20. The method of claim 17 wherein the reporting includes reporting a most vulnerable node and a most vulnerable link in the telecommunications signaling network.

21. The apparatus of claim 1 wherein the reporting means includes means for generating, based upon the intrusion rules, a time-stamped listing of the classifications of anomalies and the corresponding messages.

22. The apparatus of claim 1 wherein the reporting means includes means for generating statistics, based on particular criteria, concerning the messages.

23. An apparatus for providing indications of attempted intrusion in a telecommunications signaling network, comprising: means for receiving a first message related to communications in the telecommunications signaling network and referring to a particular link in the network; means for applying an intrusion rule to the first message in order to detect anomalies in the first message, including determining if a second message of a predefined type was previously detected on the particular link; and means for reporting an indication of the detected anomalies.

24. The method of claim 11 wherein the reporting includes generating, based upon the intrusion rules, a time-stamped listing of the classifications of anomalies and the corresponding messages.
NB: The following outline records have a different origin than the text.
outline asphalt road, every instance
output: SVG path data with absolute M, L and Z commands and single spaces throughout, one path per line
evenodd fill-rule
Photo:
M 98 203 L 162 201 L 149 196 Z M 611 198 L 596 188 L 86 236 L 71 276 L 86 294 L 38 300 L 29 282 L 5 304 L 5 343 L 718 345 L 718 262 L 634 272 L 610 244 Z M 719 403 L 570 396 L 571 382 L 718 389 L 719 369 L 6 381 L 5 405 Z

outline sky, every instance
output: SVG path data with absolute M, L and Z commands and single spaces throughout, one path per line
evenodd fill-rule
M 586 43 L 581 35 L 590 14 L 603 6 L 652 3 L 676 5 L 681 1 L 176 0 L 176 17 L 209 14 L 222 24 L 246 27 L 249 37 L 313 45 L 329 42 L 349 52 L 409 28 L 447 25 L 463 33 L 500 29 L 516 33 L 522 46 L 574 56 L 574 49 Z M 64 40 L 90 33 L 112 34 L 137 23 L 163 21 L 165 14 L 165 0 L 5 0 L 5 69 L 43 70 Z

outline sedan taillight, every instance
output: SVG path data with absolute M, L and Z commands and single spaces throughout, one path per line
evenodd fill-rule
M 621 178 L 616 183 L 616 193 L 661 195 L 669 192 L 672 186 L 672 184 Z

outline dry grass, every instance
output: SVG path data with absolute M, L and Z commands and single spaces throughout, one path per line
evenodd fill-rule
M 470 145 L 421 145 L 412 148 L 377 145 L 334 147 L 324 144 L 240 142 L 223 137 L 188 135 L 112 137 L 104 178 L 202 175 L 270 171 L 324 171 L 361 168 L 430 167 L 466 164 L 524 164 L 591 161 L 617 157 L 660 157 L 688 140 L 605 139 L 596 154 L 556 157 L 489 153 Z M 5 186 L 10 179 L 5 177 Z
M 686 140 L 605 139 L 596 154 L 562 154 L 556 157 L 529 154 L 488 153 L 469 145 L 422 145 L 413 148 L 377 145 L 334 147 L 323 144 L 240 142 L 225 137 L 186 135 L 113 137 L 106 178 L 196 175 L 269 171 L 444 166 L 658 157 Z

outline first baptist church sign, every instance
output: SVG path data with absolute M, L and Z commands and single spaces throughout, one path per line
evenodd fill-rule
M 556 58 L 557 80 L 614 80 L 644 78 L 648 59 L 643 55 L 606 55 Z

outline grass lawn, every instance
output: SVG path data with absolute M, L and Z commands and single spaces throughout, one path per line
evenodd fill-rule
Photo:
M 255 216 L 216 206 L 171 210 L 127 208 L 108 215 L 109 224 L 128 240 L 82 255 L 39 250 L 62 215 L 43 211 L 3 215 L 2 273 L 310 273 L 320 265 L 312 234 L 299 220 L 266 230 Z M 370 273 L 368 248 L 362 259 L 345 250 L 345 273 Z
25. The method of claim 11 wherein the reporting includes generating statistics, based on particular criteria, concerning the messages.

26. A method for providing indications of attempted intrusion in a telecommunications signaling network, comprising: receiving a first message related to communications in the telecommunications signaling network and referring to a particular link in the network; applying an intrusion rule to the first message in order to detect anomalies in the first message, including determining if a second message of a predefined type was previously detected on the particular link; and reporting an indication of the detected anomalies.